HEK-293T, BHK-21, and Vero cells were maintained in Dulbecco's modified Eagle medium (DMEM) containing Glutamax (Invitrogen, Carlsbad, CA) supplemented with 7% fetal bovine serum (FBS) (HyClone, Logan, UT) and 100 U/ml penicillin-streptomycin (PS) (Invitrogen, Carlsbad, CA). Raji cells expressing the flavivirus attachment factor DC-SIGNR (dendritic cell-specific ICAM-3-grabbing non-integrin-related protein) (Raji-DC-SIGNR) were maintained in RPMI medium containing Glutamax (Invitrogen, Carlsbad, CA) supplemented with 7% FBS and 100 U/ml PS. Adherent cell lines overexpressing human furin or DC-SIGNR (HEK-293T-FIRB and Vero-DC-SIGNR, respectively) were maintained in DMEM as described above but with the addition of 5 μg/ml blasticidin S (Invitrogen, Carlsbad, CA). All cells were maintained at 37°C in the presence of 7% CO2.
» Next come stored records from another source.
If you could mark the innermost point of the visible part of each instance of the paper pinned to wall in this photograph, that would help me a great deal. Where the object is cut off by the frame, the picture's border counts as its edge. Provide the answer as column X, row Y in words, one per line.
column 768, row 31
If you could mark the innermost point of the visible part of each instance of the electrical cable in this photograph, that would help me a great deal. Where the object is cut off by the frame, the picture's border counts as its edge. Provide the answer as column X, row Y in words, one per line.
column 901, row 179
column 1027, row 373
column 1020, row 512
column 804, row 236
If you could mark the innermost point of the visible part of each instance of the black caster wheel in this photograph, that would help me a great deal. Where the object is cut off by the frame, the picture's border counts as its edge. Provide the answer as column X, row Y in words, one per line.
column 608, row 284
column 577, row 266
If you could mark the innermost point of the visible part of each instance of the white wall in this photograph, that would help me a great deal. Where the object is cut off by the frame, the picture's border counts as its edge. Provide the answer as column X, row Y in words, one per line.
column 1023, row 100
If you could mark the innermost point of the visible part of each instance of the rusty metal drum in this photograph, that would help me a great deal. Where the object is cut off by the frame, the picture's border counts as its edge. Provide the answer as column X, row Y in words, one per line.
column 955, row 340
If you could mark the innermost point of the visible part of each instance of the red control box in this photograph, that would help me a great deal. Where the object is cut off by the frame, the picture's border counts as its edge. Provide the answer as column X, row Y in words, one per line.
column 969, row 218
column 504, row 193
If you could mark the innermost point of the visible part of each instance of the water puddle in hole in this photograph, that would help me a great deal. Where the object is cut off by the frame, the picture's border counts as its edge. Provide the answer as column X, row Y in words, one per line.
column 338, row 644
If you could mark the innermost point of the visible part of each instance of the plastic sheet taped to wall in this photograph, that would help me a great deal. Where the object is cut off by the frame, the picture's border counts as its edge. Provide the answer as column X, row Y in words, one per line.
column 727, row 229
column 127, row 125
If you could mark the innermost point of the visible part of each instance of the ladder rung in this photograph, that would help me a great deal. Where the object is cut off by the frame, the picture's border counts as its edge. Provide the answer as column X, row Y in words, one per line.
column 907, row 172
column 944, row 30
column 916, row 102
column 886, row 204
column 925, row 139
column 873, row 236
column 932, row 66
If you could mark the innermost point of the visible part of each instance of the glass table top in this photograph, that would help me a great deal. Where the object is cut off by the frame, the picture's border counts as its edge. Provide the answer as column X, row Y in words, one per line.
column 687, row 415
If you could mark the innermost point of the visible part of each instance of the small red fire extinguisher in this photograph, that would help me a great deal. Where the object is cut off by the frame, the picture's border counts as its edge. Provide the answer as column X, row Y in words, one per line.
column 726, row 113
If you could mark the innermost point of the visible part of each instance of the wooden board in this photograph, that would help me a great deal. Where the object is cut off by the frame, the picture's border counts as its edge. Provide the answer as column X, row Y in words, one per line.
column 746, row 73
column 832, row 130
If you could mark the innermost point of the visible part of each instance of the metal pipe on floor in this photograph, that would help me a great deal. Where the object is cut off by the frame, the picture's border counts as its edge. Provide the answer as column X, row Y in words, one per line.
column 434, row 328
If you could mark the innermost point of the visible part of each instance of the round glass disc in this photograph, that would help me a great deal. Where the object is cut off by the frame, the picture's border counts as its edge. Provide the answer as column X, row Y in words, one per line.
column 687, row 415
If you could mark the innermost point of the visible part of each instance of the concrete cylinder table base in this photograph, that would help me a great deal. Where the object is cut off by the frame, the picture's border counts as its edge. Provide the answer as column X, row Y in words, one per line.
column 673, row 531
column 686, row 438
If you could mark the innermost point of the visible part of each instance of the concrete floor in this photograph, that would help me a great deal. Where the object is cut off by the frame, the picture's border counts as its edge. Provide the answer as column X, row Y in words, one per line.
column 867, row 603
Generation of the HEK-293T-FIRB line.

A HEK-293T cell line that stably expresses human furin was generated by transfection with a bicistronic expression vector encoding furin and a drug resistance gene (pFIRB). pFIRB was generated by cloning a 966-bp fragment encoding the blasticidin S resistance gene under the translational control of foot-and-mouth disease virus internal ribosome entry site (IRES) into a human furin-expressing pcDNA3.1 vector. The resulting construct was transfected into HEK-293T cells. Furin-expressing clones were isolated by limiting dilution, screened, and characterized by immunoblotting using the furin-reactive antibody MON-152 (Enzo Life Sciences, Farmingdale, NY).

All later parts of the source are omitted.